Blasius within Unocal

Liquid Audio clarifies that Blasius and Unocal, rather than being mutually exclusive, complement each other. Once the lower court had determined that Liquid Audio’s conduct was neither coercive nor preclusive, it proceeded directly to assess whether the conduct fell within a range of reasonableness. It was at this point, however, that the Delaware Supreme Court interjected the Blasius analysis. In particular, when a board takes a defensive measure, and the primary purpose of such measure is to impede the effective exercise of the shareholder vote, the board must demonstrate a compelling justification. Once this test is met, the courts will then review the proportionality and reasonableness of the measure under Unocal. Blasius, in short, must be applied within, or in addition to, Unocal if the primary purpose of a board’s conduct is to impair the stockholder franchise.

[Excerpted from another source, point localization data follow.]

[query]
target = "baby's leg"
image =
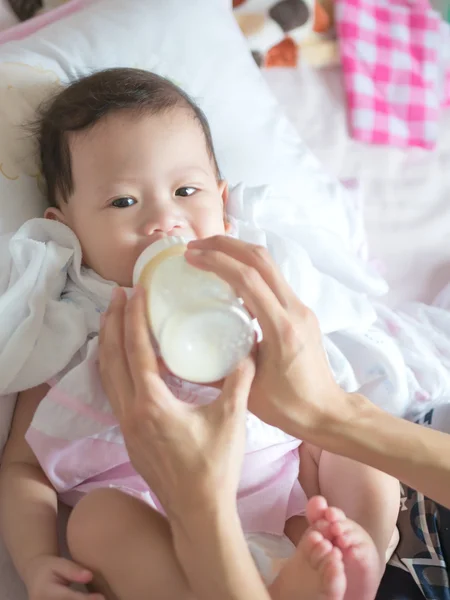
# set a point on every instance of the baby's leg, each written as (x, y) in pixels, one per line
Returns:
(367, 496)
(128, 546)
(370, 500)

The court found that the primary purpose of Liquid Audio’s bylaws amendment to provide for a board of seven and the subsequent appointment of two additional members, on the eve of a contested election, was to interfere with and impede the effective exercise of the stockholder franchise. These actions had the effect of diminishing the influence of MM’s two nominees on a five-member board by eliminating the possibility of a deadlock or of MM controlling the board if one or two incumbent directors resigned. Since Liquid Audio did not provide any compelling justification, the court held that its defensive measures should have been invalidated. The court noted that defensive actions requiring compelling justification review need not actually prevent the contesting shareholders from gaining seats on a board and the election itself need not involve a contest for outright control. Rather, the critical factor is whether the primary purpose of the target company’s action was to impede the effectiveness of the stockholder vote.

Implications

Liquid Audio, in a technical sense, did not extend the circumstances in which the stringent compelling justification standard of review would apply and so does not make new law. Nonetheless, by emphasizing the importance of the purpose of a defensive measure (a fact-based determination often resolved in litigation) and clarifying how the "compelling justification" standard can supplement review under Unocal, Liquid Audio may give new fodder to hostile bidders when a defensive action touches upon the stockholder vote.